Fact Finder: Could the first-called to be apostles have been carpenters, instead of fishermen? What did location have to do with the choosing of the Twelve?
This Day In History, May 11
330: Constantinople became the new capital of the Roman Empire. Named after the Emperor Constantine, it was built over the ancient city of Byzantium. Constantine was the creator of the antichrist Church of Rome (and hence of its subsequent "protestant daughters" who rejected the Pope's leadership, but not his doctrines; see Antichristians) as the official state religion of his empire (see Constantine's Crusades In History And Prophecy and A History Of Jerusalem: Constantine and Muhammad). Constantine was also the creator of "Sun Day" (see Why Observe The True Sabbath?).
1310: In France, fifty-four members of the Knights Templar were burned at the stake as heretics.
1502: Christopher Columbus set out on his fourth and final voyage to the West Indies. The "America" that Columbus discovered for Spain was in the Caribbean Sea, where all four of his voyages took place. After the Vikings who actually landed on continental North America about 500 years before Columbus was even born, what became Canada and the U.S.A. were created by the Netherlands, England and France, far north of where Columbus ever explored.
1573: Henry of Anjou became the first elected king of Poland.
1647: Dutch colonial administrator Peter Stuyvesant arrived in New Amsterdam (today known as New York City) to become governor of New Netherlands (which later became New England).
1690: In the first major engagement of King William's War, British troops from Massachusetts in "New England" seized Port Royal in Acadia (Nova Scotia and New Brunswick) from the French, with the objective of taking "New France" (i.e. most of what later became eastern Canada).
1745: The Battle of Fontenoy in Belgium. The French under Maurice de Saxe fought the British and allies under the duke of Cumberland during The War of The Spanish Succession.
1792: The Columbia River was "discovered" (the native people of America already knew it for centuries) by Captain Robert Gray.
1812: British Prime Inter Spencer Perceval was shot by a bankrupt banker in the lobby of the House of Commons.
1820: HMS Beagle was launched. One of 100 "Cherokee-class" 10-gun brig-sloops of the Britain's Royal Navy, it became the vessel that took Charles Darwin on his scientific voyage (see also Rescuing Charles Darwin From The Atheists).

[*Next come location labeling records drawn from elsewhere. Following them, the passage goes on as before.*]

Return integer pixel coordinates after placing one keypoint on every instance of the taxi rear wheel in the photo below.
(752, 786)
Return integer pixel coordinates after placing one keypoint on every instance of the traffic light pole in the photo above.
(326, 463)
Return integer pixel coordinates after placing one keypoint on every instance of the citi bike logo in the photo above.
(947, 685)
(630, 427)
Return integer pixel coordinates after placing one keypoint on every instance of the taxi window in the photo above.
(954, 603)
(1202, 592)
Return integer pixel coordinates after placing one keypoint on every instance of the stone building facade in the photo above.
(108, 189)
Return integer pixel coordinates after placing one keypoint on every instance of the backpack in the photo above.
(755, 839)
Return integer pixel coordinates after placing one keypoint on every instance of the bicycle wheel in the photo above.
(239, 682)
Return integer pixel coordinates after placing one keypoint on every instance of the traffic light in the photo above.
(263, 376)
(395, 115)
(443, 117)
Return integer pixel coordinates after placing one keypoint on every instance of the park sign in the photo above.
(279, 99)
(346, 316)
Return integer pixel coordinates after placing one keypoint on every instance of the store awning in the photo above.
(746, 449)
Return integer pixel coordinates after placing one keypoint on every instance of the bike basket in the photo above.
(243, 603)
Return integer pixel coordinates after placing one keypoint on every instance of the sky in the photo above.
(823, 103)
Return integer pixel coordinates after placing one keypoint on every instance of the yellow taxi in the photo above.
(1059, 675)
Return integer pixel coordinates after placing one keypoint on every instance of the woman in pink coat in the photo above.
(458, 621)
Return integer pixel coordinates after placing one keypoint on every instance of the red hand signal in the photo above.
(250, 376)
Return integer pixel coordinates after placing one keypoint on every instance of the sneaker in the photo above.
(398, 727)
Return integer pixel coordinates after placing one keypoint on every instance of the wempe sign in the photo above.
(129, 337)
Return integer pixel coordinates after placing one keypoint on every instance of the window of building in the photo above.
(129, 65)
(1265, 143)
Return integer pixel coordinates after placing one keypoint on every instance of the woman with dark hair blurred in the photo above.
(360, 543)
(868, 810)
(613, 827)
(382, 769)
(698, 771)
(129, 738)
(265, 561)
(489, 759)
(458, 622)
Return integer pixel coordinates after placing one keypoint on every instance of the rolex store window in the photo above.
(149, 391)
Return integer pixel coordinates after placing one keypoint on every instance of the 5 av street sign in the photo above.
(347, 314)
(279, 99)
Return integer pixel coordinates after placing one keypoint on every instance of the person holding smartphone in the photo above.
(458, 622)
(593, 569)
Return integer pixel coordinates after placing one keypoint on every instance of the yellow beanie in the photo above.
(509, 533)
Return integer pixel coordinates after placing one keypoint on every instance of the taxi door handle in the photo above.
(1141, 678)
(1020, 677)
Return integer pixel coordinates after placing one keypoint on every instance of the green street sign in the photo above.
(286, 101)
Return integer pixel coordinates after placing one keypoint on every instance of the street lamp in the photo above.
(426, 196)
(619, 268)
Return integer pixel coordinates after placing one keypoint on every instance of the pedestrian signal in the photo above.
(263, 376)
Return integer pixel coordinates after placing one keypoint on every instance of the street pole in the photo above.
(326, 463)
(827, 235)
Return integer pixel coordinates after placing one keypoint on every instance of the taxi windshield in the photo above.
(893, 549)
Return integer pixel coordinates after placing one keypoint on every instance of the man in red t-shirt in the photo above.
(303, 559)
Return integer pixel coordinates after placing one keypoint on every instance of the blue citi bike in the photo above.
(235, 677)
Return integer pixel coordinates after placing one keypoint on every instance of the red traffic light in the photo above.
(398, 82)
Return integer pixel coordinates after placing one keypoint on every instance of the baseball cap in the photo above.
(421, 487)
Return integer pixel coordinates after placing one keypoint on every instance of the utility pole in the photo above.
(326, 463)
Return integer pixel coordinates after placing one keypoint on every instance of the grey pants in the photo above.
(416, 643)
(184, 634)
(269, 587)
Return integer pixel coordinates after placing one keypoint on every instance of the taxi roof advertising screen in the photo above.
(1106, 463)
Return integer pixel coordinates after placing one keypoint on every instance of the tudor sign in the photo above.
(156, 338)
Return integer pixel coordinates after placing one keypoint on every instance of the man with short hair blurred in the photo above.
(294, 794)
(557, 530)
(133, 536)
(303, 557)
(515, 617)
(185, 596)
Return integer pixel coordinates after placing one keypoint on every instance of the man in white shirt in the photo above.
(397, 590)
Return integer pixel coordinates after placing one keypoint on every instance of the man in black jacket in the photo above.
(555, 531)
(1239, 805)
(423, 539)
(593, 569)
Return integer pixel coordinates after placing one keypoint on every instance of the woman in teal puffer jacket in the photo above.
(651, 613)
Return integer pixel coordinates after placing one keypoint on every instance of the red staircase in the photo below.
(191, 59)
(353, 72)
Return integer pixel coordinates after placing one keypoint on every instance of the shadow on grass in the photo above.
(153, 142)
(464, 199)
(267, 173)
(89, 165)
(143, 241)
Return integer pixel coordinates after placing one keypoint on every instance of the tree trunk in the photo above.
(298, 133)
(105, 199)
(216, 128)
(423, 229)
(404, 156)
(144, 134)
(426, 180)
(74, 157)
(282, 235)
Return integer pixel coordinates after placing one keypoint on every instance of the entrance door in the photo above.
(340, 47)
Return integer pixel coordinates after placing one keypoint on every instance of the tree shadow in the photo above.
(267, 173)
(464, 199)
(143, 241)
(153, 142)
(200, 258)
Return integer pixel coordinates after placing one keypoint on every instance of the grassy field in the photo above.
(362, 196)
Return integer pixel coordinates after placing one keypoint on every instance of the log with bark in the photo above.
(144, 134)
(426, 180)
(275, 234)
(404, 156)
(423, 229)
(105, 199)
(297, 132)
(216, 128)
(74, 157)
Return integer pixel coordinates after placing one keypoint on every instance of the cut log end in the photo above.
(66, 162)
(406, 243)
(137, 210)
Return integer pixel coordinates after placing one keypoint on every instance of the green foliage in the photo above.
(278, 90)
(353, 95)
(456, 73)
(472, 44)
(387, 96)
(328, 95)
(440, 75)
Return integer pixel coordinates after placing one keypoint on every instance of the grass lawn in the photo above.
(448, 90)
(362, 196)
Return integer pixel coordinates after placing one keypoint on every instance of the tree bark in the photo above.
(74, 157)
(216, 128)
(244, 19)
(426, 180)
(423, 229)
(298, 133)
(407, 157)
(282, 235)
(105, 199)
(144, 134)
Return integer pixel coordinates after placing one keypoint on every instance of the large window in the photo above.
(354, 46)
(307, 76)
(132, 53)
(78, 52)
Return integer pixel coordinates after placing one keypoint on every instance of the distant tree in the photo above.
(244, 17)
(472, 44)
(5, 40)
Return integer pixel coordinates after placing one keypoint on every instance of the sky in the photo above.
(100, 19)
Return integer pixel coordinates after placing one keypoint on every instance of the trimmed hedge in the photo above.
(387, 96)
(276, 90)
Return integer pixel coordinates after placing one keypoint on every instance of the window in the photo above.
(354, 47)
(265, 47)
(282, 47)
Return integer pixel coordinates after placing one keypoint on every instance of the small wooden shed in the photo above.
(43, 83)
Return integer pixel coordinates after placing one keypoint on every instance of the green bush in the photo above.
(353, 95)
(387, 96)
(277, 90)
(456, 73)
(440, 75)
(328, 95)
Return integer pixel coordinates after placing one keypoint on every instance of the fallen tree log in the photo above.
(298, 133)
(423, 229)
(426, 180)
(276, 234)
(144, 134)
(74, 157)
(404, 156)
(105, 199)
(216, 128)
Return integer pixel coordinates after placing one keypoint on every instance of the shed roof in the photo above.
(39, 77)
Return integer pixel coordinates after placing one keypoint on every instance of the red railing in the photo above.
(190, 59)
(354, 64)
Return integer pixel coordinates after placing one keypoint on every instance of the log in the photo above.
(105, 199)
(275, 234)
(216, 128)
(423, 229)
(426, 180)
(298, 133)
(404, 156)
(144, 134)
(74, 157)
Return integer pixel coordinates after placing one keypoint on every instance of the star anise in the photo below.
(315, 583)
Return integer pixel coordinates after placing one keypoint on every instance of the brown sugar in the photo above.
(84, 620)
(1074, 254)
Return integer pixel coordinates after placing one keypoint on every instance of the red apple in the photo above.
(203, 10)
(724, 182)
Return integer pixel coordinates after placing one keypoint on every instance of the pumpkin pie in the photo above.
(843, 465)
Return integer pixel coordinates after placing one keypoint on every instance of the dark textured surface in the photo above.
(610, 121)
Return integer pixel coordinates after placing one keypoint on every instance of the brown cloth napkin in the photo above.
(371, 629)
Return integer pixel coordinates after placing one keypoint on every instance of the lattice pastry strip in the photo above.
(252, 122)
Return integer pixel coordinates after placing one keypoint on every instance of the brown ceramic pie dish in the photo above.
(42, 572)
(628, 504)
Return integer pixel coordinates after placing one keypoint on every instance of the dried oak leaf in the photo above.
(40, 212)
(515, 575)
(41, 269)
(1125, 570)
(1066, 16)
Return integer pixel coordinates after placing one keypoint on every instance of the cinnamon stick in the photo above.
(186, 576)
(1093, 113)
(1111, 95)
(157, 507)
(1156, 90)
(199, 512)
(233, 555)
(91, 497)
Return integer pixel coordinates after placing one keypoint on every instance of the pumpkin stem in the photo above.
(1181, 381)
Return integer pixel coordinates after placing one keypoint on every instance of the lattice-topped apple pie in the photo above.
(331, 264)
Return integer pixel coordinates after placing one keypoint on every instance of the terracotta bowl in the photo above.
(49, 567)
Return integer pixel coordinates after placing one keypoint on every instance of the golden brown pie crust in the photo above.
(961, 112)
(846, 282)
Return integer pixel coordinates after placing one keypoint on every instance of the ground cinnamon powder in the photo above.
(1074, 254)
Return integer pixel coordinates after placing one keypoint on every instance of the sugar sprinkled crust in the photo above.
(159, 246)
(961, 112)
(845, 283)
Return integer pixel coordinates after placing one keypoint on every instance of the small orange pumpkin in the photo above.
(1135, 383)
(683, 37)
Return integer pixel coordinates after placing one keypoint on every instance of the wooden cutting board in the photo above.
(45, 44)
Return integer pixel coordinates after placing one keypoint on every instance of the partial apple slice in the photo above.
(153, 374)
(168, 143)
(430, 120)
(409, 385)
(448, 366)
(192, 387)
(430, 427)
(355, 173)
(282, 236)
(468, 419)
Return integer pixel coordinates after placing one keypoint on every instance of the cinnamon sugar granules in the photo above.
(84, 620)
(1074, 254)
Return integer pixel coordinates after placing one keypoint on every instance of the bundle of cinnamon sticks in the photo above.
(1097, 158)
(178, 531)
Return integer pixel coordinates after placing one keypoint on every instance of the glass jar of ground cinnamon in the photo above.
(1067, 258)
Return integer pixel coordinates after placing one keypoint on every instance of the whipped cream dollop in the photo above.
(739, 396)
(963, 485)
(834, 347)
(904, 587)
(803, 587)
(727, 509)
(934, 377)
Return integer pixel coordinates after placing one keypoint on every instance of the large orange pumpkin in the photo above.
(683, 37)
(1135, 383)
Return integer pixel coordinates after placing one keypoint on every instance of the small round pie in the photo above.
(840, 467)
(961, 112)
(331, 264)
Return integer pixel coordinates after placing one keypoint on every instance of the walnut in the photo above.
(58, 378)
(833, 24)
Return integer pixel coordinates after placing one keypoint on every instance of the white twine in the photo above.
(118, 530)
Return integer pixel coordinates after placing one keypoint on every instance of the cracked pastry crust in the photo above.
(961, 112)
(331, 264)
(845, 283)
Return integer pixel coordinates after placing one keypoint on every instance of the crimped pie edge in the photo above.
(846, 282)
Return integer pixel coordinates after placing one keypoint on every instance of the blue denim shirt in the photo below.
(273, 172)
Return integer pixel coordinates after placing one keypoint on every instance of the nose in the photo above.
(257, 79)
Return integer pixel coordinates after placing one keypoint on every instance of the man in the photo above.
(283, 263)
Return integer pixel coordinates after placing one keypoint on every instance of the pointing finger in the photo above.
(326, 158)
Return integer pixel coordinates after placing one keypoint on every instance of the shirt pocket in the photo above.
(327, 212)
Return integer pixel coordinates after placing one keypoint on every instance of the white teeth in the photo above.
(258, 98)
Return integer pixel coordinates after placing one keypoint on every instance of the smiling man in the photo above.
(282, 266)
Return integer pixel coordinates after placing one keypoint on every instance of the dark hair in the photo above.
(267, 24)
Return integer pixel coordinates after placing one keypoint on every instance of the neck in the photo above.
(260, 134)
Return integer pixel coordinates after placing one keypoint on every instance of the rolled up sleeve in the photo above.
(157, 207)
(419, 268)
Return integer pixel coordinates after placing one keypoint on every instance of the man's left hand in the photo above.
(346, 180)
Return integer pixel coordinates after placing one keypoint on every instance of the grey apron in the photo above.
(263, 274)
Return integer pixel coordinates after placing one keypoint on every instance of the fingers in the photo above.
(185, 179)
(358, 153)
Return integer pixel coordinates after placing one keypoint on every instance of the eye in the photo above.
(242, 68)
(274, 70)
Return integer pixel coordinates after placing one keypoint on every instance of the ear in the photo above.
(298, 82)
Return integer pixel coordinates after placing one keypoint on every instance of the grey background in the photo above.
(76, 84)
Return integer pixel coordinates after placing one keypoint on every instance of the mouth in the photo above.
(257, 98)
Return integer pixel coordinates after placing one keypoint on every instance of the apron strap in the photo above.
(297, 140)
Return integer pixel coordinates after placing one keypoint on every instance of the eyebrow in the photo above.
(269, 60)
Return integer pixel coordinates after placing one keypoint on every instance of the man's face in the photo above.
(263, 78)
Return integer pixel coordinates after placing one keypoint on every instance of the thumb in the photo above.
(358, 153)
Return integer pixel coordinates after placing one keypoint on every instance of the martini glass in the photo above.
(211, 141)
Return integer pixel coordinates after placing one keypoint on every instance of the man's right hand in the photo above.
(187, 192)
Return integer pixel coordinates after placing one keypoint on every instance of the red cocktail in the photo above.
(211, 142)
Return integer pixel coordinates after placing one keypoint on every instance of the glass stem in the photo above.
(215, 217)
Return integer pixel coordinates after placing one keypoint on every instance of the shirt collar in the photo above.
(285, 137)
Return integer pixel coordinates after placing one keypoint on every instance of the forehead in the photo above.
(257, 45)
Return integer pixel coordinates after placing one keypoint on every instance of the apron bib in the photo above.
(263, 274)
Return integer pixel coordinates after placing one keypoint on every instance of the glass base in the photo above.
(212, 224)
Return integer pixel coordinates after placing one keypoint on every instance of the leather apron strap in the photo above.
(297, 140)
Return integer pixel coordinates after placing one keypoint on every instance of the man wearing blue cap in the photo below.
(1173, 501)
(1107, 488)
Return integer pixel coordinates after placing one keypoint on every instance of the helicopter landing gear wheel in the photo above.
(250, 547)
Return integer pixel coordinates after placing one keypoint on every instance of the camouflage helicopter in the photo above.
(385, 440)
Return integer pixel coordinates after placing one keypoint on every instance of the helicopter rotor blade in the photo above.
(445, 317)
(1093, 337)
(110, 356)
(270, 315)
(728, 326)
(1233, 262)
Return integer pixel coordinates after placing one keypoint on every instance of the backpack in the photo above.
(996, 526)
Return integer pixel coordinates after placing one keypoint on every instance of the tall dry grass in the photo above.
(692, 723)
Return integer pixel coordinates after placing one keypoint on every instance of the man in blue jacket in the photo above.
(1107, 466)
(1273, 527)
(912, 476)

1866: Confederate President Jefferson Davis was released after spending two years in prison for his role in the U.S. Civil War.
1871: In the Swan Hotel at Frankfurt-am-Main, German Chancellor Otto von Bismarck signed the agreement transferring all of Alsace and much of Lorraine from France to Germany.
1885: The final and bloodiest battle of the Riel Rebellion in Canada. General Frederick Middleton defeated the Metis rebels at the Battle of Batoche in Saskatchewan.
1916: Albert Einstein's Theory of General Relativity was published (see Einstein's Holy Spirit Formula).
1924: Mercedes-Benz was formed by Gottlieb Daimler and Karl Benz by merging their two companies.
1960: Israeli agents captured Nazi fugitive Adolf Eichmann (see Presidential Quotes On War, Terrorism, Religion) in Buenos Aires and returned him to Israel for trial. He was found guilty and executed.
1998: France became the first EU country to produce the new European currency when its mint struck the first Euro coins (see The Holy Roman Empire Of The German Nation).